The White House has purchased enough doses to vaccinate 50 million people, but over the summer, it turned down the opportunity to purchase more than that, leading to fears of a shortage if enough other vaccines don’t come online.
McEnany said yesterday that the administration was in talks with Pfizer to receive another shipment that would double the amount of available vaccines, saying the White House was “hopeful” that a deal would be made.
Photo of the day
Supporters gathered on the route for Biden’s motorcade in Atlanta as he campaigned for the Democratic Senate candidates in Georgia.
What it was like to be the only Republican on Philadelphia’s elections board this year.
Until this year, being a member of a county board of elections was a fairly low-key bureaucratic role.
But this year, as James Verini shows in his profile of Al Schmidt, the only Republican on the Philadelphia County Board of Elections, doing your job also meant withstanding death threats while making momentary decisions that could affect the entire country’s view of the election results. And Schmidt put in many sleepless nights while he was at it.
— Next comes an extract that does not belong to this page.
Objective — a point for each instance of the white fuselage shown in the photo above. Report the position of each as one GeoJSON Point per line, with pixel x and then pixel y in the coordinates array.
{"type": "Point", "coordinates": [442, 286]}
As they went through the process, officials counting (and recounting) ballots worked in the Philadelphia convention center, where they were entombed from the outside world in a windowless hangar. James writes of Schmidt:
The convention center started to remind him of certain settings, none of them pleasing: a casino, a tomb. “We’re in this enormous room,” he said. “It has no windows. Everyone’s working day and night. And there’s all sorts of things going on in the outside world. You don’t know if it’s dark, you don’t know if it’s light. It’s very disorienting. And it’s also a bit like you’re in a fortress, because we have all this security, and you’re under siege by political actors on the outside.”
At the same time, Schmidt was on Twitter, pushing back against the president’s false claims that he had won Pennsylvania. Read on in The Times Magazine for the full profile, which follows Schmidt through the tumultuous election process.
DealBook: How to revive the economy
As part of the DealBook D.C. Policy Project, The Times gathered a virtual panel of experts early this month to debate the priorities for economic policy in the months and years ahead. The consensus was that a huge aid package is necessary to keep households and businesses afloat.